Bundan yaklaşık 1 ay önce sizlerle paylaştığımız bir içeriğimizde, nesli tükendiği düşünülen Anadolu Parsı’nın uzun zaman sonra ilk kez …
Bundan yaklaşık 1 ay önce sizlerle paylaştığımız bir içeriğimizde, nesli tükendiği düşünülen Anadolu Parsı‘nın uzun zaman sonra ilk kez görüntülendiğinden bahsetmiştik. Bu olay, geçtiğimiz günlerde bir kez daha tekrarlandı. Bu kez Iğdır’da bir pars görüldü. Üstelik son görüntüde yer alan pars ile geçtiğimiz ay görüntülenen leopar aynı değildi. Görünen o ki Türkiye, bir süredir yırtıcı hayvanların yaşam alanı haline gelmiş durumda.
Bülent Aydın Karakolu’nun termal güvenlik kameralarına yakalanan leopar, bilim insanlarını da heyecanlandırdı. Zira bu gelişmeler, Anadolu Pars’ı olarak isimlendirilen özel türün ya da alt tür haricindeki diğer leoparların Türkiye’de yaşıyor olabileceği anlamına geliyor. Daha önceki dönemlerde farklı bölgelerde de görülmüş olması, kafaları karıştırıyor. Ancak bir süredir yalnızca birkaç tane görülen leoparların Türkiye’de mi yaşadığı yoksa İran ya da Kafkasya’dan mı geldikleri net değil. Üstelik şu ana kadar dişi bir leoparın görülmediği ifade ediliyor.
“Diğer ülkelerde yapılan çalışmalar, Türkiye’deki popülasyonu etkilemiş olabilir”
Konuyla ilgili açıklamalar, yaban hayatı uzmanı Ahmet Emre Kütükçü tarafından yapıldı. “Soyu tükenmemişti ama ülkedeki popülasyonları büyük oranda insan baskısı ve zulmüyle yok olmuştu.

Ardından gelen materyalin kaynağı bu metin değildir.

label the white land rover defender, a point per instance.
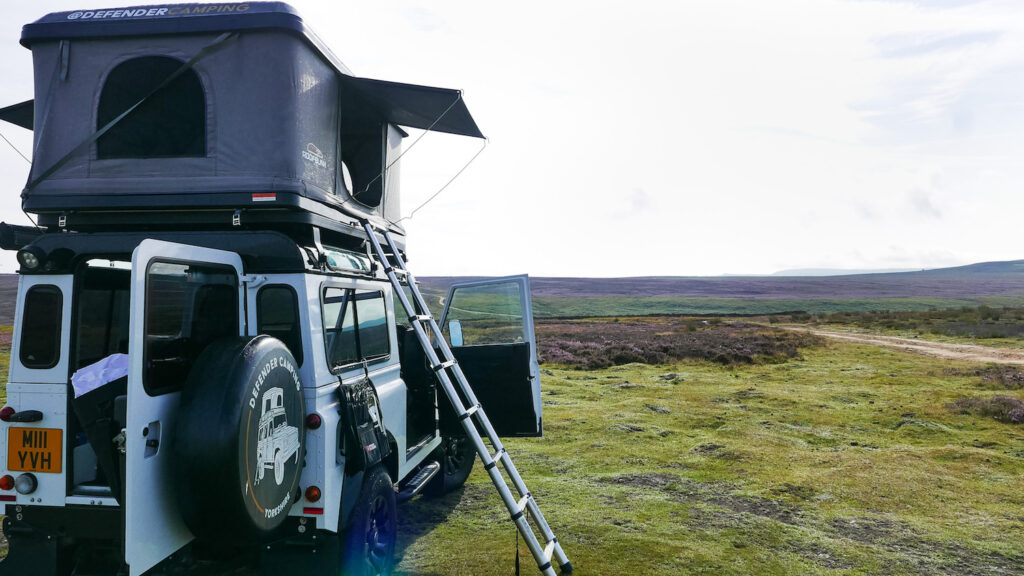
(209, 360)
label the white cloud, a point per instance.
(690, 137)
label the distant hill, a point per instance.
(986, 279)
(984, 283)
(834, 272)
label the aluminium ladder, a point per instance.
(449, 370)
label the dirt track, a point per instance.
(971, 353)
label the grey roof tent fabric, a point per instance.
(278, 111)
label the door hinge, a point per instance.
(251, 280)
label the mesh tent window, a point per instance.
(171, 123)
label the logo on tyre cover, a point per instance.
(271, 447)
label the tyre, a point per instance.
(457, 457)
(368, 544)
(241, 412)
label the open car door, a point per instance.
(182, 298)
(489, 327)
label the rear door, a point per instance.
(489, 326)
(182, 297)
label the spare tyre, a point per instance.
(240, 439)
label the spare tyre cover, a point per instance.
(240, 439)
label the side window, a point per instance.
(170, 123)
(188, 305)
(40, 346)
(489, 314)
(101, 313)
(278, 316)
(355, 327)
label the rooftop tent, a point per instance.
(18, 114)
(227, 106)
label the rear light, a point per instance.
(312, 494)
(313, 421)
(26, 484)
(31, 257)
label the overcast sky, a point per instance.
(683, 137)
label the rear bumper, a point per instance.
(48, 541)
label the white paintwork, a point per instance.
(51, 400)
(57, 374)
(44, 389)
(155, 528)
(526, 306)
(90, 501)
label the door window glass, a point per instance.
(40, 346)
(278, 316)
(101, 314)
(188, 305)
(485, 315)
(355, 327)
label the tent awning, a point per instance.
(19, 114)
(440, 110)
(424, 108)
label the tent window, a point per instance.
(170, 123)
(363, 153)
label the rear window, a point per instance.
(278, 316)
(187, 305)
(40, 345)
(354, 327)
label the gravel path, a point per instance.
(971, 353)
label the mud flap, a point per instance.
(32, 552)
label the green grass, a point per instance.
(846, 462)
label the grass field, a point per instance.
(833, 458)
(846, 460)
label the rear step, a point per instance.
(419, 482)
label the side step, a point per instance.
(496, 460)
(419, 482)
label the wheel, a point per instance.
(279, 468)
(368, 544)
(457, 457)
(242, 399)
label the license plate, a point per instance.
(35, 450)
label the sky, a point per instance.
(682, 137)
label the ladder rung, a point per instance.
(550, 548)
(443, 365)
(469, 412)
(521, 505)
(494, 459)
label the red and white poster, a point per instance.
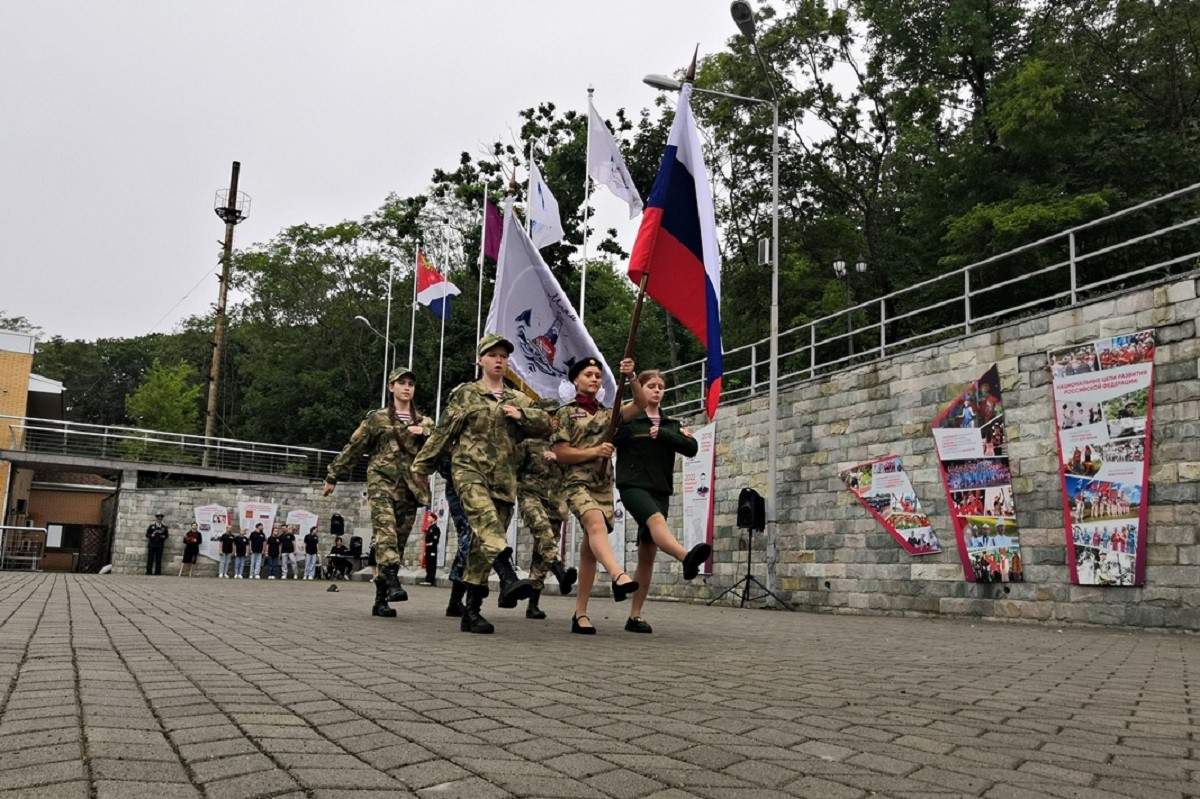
(972, 452)
(1103, 395)
(699, 474)
(883, 488)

Bu gözlemlenen bireylerin tamamının erkek olması ülkede üreyen bir dişi yok mu sorusunu gündeme getiriyor. Erkek bireyler yüzlerce kilometre gidebildiği için komşu ülkelerden gelme olasılığı ortaya çıkıyor. Son zamanlarda ki gözlemlerde artışın iki nedeni olabilir. Gelişen teknoloji ve artan kullanım olanağıyla fotokapan ve diğer görüntüleme teknolojileri sayesinde gözlemler artıyor. Diğer nedense komşu ülkelerde leopara yönelik artan koruma çalışmaları ve bu çalışmaların başarılı olması sonucu burada çoğalan bireylerin ülkemize girişinde de artış yaşanması.” ifadelerini kullanan Kütükçü, böylelikle son dönemlerde yaşanan gözlem artışının nedenlerine ışık tutmuş oldu.

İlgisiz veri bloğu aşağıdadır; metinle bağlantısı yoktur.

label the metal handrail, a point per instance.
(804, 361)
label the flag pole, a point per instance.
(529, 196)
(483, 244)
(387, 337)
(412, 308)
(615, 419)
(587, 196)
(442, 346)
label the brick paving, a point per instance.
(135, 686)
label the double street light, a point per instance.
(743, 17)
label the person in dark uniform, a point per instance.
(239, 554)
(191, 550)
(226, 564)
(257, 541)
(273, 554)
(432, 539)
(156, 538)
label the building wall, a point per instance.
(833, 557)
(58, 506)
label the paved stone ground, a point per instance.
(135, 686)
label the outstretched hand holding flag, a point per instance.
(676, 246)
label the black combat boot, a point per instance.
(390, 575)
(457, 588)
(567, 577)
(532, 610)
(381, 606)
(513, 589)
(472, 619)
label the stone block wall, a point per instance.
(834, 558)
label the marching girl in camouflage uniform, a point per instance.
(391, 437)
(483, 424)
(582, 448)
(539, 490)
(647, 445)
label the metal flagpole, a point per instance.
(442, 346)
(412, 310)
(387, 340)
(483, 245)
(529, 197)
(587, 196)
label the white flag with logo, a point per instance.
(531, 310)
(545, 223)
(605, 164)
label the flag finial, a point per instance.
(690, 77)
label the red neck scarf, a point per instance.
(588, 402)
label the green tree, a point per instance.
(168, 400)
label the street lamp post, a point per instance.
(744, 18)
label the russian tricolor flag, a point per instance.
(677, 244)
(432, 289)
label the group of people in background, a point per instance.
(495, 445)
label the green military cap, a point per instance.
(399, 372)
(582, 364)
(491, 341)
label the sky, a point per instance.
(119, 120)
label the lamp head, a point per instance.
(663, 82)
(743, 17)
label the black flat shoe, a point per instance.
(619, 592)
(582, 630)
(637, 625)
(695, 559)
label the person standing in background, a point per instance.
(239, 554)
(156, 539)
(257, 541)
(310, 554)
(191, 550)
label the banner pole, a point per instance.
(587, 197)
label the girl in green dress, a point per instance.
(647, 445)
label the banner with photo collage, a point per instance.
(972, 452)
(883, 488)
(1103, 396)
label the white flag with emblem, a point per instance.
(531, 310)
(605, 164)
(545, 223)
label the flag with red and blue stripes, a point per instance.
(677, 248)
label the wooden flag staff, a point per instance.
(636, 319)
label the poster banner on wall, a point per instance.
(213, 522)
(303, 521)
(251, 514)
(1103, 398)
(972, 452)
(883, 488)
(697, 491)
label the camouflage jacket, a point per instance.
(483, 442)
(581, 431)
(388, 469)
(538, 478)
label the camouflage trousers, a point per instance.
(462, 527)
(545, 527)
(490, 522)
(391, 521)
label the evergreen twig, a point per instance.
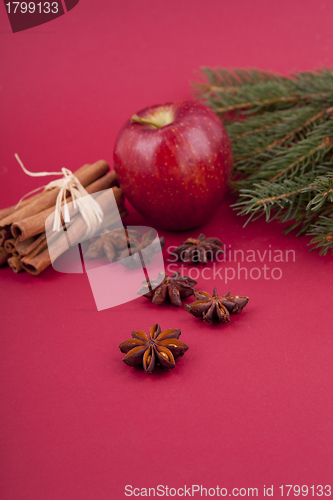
(281, 130)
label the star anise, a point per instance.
(199, 250)
(209, 307)
(175, 288)
(148, 247)
(156, 348)
(110, 243)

Yaşanan gelişmeler, kent merkezlerinden uzakta yaşayan okurlarımızı tedirgin etmiş olabilir. Zira hiçbirimiz, bu denli yırtıcı ve hızlı bir hayvan ile karşı karşıya kalmak istemeyiz. Ancak böyle bir çekinceye pek de gerek yok gibi görünüyor. Zira Kütükçü, bu hayvanlar için en önemli hususun beslenecek hayvan olduğunu ve leoparların insan aktivitelerini sevmediğini ifade ediyor. “Leopar yaşam alanı konusunda çok seçici değil. Yoğun kar örtüsü dışında her türlü coğrafyada barınabilir. Leoparın varlığı için en önemli etken avladığı hayvanların yeterli olması. En az dört beş farklı türde ve sağlıklı sayıda avlayacağı hayvanın varlığına bağlı. Tabi bulunduğu bölgede rahatsız edici insan aktivitelerinin de olmaması gerekiyor. Bizdeki alttür diğerlerine göre daha insandan uzak kalmayı seviyor.” şeklinde konuşan bilim insanı, büyük bir risk olmadığını düşündürüyor.